Tira aria di rivincita. Soprattutto contro il presente che gli sta soffiando in faccia e sembra essersi portato via la sfrontatezza e i 27 gol della stagione scorsa. Del resto è la vita del centravanti: il passato non conta. Abraham lo sa bene ma ieri ha fatto un’eccezione, postando un paio di fotogrammi delle esultanze nell’ultimo derby. Uno per ogni gol segnato, in quei 22 minuti che gli sono rimasti nel cuore. A lui e ai tifosi romanisti, increduli per quell’uno-due poi trasformatosi in 3-0 grazie a Pellegrini.
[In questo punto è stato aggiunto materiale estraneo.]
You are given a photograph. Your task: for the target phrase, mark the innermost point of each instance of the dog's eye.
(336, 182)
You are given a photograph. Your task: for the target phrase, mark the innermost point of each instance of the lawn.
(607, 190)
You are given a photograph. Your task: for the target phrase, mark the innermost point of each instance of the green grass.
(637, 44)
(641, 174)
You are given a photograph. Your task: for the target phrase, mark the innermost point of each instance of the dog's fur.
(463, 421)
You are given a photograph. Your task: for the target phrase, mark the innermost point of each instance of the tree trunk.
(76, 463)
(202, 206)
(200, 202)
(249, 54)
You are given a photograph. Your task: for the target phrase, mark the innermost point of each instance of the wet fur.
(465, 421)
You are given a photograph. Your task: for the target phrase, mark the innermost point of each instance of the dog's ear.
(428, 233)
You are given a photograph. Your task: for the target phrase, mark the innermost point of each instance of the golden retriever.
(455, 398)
Tammy prova a caricarsi così in un periodo non facile. La rete a Helsinki aveva illuso un po’ tutti, lui in primis. Verona e il match di giovedì contro il Ludogorets, lo hanno riportato con i piedi per terra. Quel maledetto pallone, compagno di vita da quando l’inglese ha iniziato da ragazzino a tirare i primi calci a Camberwell, s’è messo di traverso. «Spiteful as a monkey», dicono gli inglesi. Dispettoso come una scimmia, anziché varcare la linea ha deciso ultimamente di andare a colpire i pali. Sono due in campionato, come le reti segnate in dodici partite. Il problema è che secondo la gelida matematica degli expected goals ne avrebbe dovute segnare altre sette, risultando così il peggior numero 9 in serie A tra gol fatti e attesi. L’inglese è il centravanti di una squadra che ha segnato appena sedici reti. Un bottino talmente magro da consentire solo paragoni al ribasso: la metà delle reti messe a referto dal Napoli (32), due in meno di quelle realizzate dalla Salernitana (18). Eppure la Roma è lì, al quarto posto e oggi, vincendo, potrebbe allungare in modo decisivo in ottica Champions. Senza contare che nelle ultime due partite, nonostante Tammy sia rimasto a secco, ha segnato la bellezza di sei gol.
Attesa
L’ex Chelsea spera sia arrivato il suo turno.